The more traditional methods for blood typing that are generally used involves a trained member of staff in a lab using a centrifuge to separate the blood in to different layers, this isn’t always possible in some places due to lack of equipment and can often take a long time. The new method being developed involves a special paper, Bromocresol Green dye and drops of blood from the person wishing to be tested. The use of Bromocresol Green dye is perfect as it fixes the problem of requiring specialist equipment and trained staff.

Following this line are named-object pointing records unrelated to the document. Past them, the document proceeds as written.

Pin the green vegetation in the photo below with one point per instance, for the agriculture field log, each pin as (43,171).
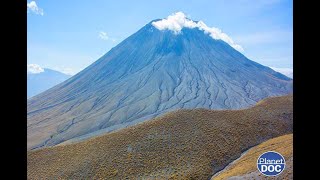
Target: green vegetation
(185,144)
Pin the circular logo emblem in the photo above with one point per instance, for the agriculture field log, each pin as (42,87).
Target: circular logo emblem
(271,163)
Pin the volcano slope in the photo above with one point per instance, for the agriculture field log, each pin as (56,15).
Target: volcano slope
(148,74)
(246,166)
(185,144)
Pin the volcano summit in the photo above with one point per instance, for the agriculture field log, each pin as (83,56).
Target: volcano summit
(169,64)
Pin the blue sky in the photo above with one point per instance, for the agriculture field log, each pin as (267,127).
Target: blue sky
(70,35)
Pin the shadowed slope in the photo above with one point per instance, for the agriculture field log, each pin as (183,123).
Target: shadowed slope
(185,144)
(148,74)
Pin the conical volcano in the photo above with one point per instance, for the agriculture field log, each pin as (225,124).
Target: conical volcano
(153,71)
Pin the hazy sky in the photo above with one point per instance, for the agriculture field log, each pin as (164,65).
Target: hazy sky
(70,35)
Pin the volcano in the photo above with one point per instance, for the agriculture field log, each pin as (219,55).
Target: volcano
(160,68)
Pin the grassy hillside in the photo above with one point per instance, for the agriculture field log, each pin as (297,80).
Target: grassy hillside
(185,144)
(246,166)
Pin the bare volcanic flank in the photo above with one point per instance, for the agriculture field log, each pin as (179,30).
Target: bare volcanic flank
(148,74)
(185,144)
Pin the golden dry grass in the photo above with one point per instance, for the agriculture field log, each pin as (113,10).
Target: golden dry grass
(248,162)
(185,144)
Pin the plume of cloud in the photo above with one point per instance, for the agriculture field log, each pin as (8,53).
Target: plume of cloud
(103,35)
(34,69)
(32,7)
(178,20)
(286,71)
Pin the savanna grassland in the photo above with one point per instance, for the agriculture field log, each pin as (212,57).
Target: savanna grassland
(184,144)
(246,166)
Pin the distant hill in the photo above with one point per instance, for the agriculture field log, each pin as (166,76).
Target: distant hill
(184,144)
(246,166)
(39,82)
(154,71)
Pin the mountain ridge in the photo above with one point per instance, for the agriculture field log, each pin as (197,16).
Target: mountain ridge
(148,74)
(183,144)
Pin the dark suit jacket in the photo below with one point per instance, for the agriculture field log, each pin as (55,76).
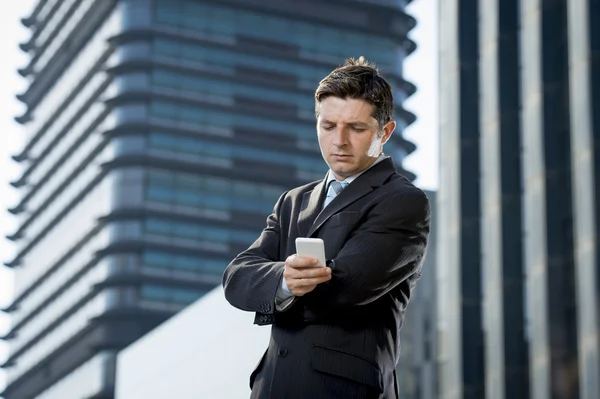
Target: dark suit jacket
(342,339)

In the new test, the paper changes colour in the presence of different combinations of antibodies and antigens from the blood and the test works as follows. The test requires a piece of equipment with two ends, on the left side of the equipment the person must put a solution containing antibody A and for the right side, the person must do exactly the same except this time use a solution containing only Antibody B. A drop of blood must be added to the centre of the equipment, followed by a drop of the Bromocresol Green dye. The mix of dye and blood will travel down the piece of equipment until it comes in to contact with the antibody solutions on either side. Then blood type be determined in the following ways:
For type A, the left solution containing Antibody A would turn brown in colouration and the right solution containing Antibody B would turn teal in colouration. For type B, the left solution containing Antibody A would turn teal in colouration and the right solution containing Antibody B would turn brown in colouration. For type AB, both the right and left solutions would turn teal in colouration. For type O, both the left and right solutions would turn brown in colouration. Traditional methods can take as long as several hours however this new method can produce a result in 30 seconds. This reduction in time can sometimes be the difference between life and death.

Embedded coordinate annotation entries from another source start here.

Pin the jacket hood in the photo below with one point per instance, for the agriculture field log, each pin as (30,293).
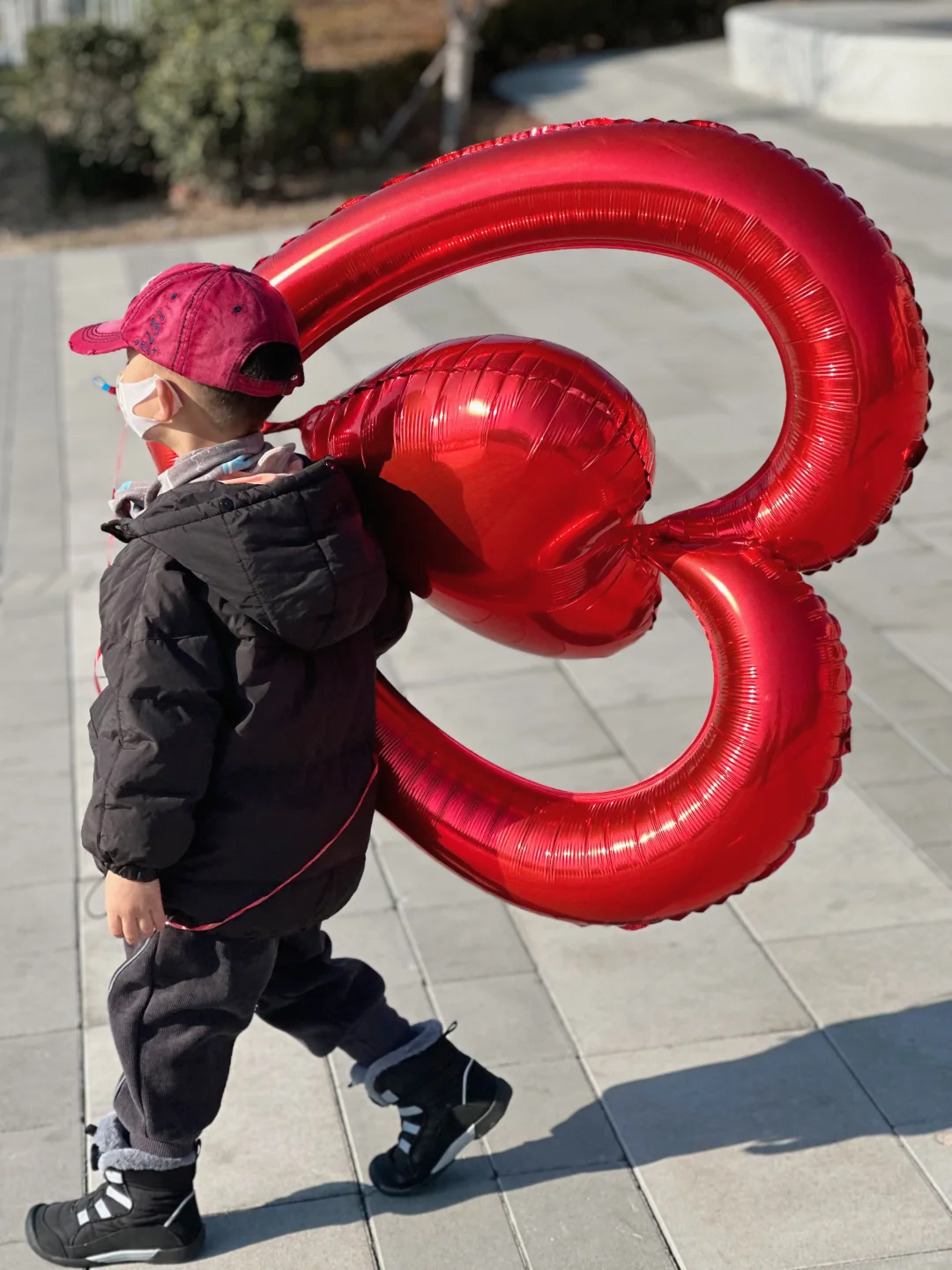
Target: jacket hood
(285,553)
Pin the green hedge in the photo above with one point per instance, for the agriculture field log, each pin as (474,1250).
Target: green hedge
(211,95)
(217,92)
(79,89)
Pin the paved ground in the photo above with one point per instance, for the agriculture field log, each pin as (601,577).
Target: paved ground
(763,1087)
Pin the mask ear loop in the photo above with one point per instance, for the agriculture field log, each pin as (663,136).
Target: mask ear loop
(117,471)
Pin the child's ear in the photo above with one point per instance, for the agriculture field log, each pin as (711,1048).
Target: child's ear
(167,403)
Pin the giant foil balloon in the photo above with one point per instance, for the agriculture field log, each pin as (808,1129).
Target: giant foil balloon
(512,475)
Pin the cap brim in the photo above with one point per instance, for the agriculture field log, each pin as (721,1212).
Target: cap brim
(106,337)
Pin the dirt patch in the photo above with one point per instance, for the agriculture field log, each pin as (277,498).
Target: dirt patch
(360,34)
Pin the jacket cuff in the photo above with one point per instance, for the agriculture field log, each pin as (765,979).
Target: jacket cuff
(133,873)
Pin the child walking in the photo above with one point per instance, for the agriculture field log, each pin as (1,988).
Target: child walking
(235,771)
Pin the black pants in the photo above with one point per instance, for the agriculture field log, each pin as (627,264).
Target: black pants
(181,1001)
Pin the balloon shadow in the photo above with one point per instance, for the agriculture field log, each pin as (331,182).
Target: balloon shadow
(859,1079)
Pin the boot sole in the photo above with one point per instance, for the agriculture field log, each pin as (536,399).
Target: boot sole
(120,1256)
(487,1120)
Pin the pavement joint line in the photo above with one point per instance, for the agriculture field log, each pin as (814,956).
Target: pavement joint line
(510,1217)
(899,1258)
(641,1184)
(48,1032)
(831,1042)
(409,684)
(920,661)
(484,1143)
(368,1226)
(861,930)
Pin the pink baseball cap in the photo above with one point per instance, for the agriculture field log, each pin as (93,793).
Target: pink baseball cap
(202,322)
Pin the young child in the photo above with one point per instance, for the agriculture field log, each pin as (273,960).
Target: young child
(235,773)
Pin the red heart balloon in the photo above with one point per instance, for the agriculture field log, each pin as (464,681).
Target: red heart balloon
(509,474)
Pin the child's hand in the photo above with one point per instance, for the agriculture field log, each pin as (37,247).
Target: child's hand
(133,908)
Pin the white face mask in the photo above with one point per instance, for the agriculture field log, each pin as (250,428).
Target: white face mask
(129,395)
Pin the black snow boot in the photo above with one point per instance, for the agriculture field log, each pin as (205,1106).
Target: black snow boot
(135,1215)
(444,1097)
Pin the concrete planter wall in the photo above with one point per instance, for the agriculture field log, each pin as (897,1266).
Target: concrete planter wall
(19,17)
(865,61)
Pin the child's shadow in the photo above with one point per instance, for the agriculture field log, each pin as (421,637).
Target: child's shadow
(792,1095)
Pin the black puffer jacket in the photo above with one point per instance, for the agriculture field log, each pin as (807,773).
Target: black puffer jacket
(235,739)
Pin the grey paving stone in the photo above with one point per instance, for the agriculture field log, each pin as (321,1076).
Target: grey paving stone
(904,1059)
(377,938)
(460,1222)
(516,721)
(585,776)
(31,704)
(654,736)
(37,975)
(920,808)
(936,736)
(415,878)
(931,649)
(462,941)
(932,1148)
(900,690)
(504,1020)
(673,983)
(32,644)
(40,1166)
(941,855)
(882,755)
(41,1085)
(449,310)
(37,830)
(764,1154)
(851,873)
(435,649)
(857,975)
(290,1236)
(279,1137)
(37,751)
(554,1122)
(596,1218)
(669,663)
(918,1261)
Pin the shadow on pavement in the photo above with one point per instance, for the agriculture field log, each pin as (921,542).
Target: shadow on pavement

Of the 3,550 samples that scientists tested on, they had an accuracy of 99.9%. However, although it seems as though this test is ready to be released, more testing is required to provide users insurance that the test will work under different conditions in different environments. As the test purely relies on colour change, as long as users understand what the change in colour means, almost anyone can use it and it could revolutionise point of care medicine.